16. A composition as defined in claim 15 formulated as an aerosol for delivery intranasally or by inhalation to the lungs.

17. A process for making a pharmaceutical composition comprising combining an agent capable of increasing the number of stem cells and/or progenitor cells available to and/or engraftment at a site of fibrosis and an anti-fibrotic agent and a pharmaceutically acceptable vehicle.

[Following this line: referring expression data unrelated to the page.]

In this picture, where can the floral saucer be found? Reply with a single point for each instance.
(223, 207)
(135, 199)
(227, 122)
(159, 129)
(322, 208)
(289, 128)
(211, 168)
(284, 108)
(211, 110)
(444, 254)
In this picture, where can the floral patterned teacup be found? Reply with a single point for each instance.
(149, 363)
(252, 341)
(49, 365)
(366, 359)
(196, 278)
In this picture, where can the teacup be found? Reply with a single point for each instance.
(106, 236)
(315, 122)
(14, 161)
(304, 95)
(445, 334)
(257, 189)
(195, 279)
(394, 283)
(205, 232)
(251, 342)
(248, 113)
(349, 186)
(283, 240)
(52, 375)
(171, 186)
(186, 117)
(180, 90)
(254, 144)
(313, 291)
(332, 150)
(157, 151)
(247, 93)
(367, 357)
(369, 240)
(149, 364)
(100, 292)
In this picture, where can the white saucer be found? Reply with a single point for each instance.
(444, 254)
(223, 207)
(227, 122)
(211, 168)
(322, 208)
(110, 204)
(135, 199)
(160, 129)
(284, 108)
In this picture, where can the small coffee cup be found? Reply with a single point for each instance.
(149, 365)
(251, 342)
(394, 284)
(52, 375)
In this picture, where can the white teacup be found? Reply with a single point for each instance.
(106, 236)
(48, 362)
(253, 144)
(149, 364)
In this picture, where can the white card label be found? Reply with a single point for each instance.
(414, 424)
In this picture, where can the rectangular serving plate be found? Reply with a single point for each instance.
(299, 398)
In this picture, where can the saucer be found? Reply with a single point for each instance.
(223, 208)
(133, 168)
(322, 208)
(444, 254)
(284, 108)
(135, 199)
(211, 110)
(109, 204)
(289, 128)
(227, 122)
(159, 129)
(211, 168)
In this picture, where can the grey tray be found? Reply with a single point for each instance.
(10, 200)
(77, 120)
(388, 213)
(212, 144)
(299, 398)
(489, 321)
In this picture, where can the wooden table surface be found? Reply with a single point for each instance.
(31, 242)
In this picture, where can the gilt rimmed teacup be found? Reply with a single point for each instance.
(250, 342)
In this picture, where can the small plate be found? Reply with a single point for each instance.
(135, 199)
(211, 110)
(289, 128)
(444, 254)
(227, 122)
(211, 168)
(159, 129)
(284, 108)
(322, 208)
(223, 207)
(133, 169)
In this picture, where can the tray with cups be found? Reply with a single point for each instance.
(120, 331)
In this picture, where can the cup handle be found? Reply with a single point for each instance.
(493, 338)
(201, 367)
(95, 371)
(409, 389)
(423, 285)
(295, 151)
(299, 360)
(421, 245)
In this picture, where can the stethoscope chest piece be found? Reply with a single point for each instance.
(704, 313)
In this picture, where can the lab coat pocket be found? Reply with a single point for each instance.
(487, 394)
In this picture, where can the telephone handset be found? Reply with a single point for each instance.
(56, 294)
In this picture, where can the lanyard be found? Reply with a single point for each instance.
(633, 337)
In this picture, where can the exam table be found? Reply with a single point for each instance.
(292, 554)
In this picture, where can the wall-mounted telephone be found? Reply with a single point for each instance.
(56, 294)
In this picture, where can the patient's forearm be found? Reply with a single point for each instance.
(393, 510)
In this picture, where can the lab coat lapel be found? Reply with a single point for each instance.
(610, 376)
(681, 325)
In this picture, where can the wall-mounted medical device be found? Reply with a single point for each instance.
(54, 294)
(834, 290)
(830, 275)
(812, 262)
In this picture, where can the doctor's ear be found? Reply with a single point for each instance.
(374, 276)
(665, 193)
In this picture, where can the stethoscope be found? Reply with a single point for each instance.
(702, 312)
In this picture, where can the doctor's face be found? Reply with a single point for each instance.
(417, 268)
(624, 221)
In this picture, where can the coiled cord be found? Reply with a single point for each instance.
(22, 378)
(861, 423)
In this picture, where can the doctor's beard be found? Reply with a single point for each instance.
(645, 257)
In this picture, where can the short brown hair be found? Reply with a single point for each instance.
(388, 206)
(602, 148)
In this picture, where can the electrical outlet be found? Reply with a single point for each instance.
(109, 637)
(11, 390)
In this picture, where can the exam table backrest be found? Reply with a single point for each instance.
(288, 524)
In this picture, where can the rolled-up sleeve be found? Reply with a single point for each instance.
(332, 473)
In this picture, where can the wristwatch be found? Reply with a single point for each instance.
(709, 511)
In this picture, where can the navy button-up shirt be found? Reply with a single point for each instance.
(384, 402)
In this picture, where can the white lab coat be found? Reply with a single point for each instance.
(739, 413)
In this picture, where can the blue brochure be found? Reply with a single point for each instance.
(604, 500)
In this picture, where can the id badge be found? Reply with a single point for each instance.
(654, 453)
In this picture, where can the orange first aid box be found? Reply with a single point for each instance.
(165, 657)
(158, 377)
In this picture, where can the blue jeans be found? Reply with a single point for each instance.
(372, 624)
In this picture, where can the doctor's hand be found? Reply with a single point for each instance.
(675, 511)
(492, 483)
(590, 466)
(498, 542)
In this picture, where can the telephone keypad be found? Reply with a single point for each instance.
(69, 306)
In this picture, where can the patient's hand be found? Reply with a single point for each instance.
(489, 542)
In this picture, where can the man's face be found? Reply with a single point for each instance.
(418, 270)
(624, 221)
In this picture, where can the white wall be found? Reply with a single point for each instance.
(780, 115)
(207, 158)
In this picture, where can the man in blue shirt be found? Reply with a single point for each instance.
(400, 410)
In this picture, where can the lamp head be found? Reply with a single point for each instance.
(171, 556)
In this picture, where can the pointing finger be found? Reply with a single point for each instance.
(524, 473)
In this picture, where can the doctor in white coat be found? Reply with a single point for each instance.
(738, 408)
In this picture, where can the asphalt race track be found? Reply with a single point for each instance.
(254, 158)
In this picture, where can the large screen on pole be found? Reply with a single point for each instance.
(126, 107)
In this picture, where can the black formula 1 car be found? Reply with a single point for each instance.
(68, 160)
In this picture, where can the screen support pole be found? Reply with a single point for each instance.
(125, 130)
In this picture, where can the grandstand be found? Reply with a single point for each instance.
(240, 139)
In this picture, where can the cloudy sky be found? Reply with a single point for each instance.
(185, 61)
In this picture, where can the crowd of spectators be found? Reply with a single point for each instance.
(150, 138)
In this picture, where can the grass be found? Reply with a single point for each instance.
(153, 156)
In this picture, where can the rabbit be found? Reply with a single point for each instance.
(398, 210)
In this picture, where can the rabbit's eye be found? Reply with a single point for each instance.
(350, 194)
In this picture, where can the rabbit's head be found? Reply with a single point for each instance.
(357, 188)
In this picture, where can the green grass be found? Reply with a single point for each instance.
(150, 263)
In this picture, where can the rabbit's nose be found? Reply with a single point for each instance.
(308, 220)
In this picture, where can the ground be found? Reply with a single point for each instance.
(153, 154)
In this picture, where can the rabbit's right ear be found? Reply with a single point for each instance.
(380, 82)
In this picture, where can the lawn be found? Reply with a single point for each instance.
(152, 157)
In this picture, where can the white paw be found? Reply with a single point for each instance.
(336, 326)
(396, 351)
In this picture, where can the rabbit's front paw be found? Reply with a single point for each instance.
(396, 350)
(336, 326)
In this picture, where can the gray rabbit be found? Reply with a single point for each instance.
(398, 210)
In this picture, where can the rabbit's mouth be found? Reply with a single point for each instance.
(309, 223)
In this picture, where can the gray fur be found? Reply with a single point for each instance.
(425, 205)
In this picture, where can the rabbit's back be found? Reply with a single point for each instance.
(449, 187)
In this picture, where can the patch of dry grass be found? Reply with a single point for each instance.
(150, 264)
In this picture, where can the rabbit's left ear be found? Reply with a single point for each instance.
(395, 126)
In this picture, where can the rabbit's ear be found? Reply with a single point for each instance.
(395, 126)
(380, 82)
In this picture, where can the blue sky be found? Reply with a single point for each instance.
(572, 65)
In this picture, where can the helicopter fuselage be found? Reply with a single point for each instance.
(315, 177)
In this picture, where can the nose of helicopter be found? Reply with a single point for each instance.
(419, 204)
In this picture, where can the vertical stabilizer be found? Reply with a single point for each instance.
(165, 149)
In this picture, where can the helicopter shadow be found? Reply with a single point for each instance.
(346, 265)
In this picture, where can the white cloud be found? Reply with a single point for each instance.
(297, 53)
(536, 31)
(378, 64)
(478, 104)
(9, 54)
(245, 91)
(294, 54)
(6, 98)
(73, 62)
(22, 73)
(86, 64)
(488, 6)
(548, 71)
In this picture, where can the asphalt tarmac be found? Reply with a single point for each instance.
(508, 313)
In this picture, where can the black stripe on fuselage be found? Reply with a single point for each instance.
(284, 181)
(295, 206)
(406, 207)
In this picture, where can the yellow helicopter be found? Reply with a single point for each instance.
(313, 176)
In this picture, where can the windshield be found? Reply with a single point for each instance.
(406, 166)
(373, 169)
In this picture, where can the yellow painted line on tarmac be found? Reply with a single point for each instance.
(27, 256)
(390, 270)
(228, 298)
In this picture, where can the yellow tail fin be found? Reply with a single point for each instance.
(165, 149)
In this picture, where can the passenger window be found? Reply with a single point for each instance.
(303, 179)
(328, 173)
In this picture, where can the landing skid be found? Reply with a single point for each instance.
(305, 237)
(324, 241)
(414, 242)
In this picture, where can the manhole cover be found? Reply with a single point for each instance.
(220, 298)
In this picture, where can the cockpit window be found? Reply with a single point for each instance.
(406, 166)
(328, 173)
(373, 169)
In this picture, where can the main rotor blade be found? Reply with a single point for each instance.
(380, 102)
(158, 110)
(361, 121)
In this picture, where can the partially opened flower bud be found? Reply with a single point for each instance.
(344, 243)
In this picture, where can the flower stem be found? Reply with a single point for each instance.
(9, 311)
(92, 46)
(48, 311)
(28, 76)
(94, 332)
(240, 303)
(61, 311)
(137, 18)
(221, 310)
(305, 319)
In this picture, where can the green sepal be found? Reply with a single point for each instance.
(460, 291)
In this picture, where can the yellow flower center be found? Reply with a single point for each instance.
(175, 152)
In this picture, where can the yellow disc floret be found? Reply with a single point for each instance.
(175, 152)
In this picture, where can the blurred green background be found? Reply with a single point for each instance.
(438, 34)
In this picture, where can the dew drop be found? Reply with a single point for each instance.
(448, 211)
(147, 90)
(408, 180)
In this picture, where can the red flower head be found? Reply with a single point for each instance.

18. A method comprising treating fibrosis by administering an anti-fibrotic agent in conjunction with a second therapeutic agent, the second therapeutic agent adapted to increase the quantity or engraftment of therapeutic cells at the site of fibrosis, the therapeutic cells selected from stem cells and progenitor cells.

19. The method of claim 18 wherein the anti-fibrotic agent is a statin compound or derivative thereof.

20. The method of claim 19 wherein the second therapeutic agent includes a therapeutically effective quantity of the therapeutic cells.

21. The method of claim 20 wherein the fibrosis is idiopathic pulmonary fibrosis, fibrosis of the eye or fibrosis of the skin.

22. The method of claim 18 wherein at least the second therapeutic agent is administered intranasally or by inhalation to the lungs.

23. The method of claim 22 wherein the anti-fibrotic agent is a modulator of RhoA, RhoA GTPases, TGF-β1 or CTGF, or any other member of the RhoA signalling pathway, or modulates the effect of suppressor of cytokine signalling 1 (SOCS 1), suppressor of cytokine signalling 3 (SOCS 3) or TLR9.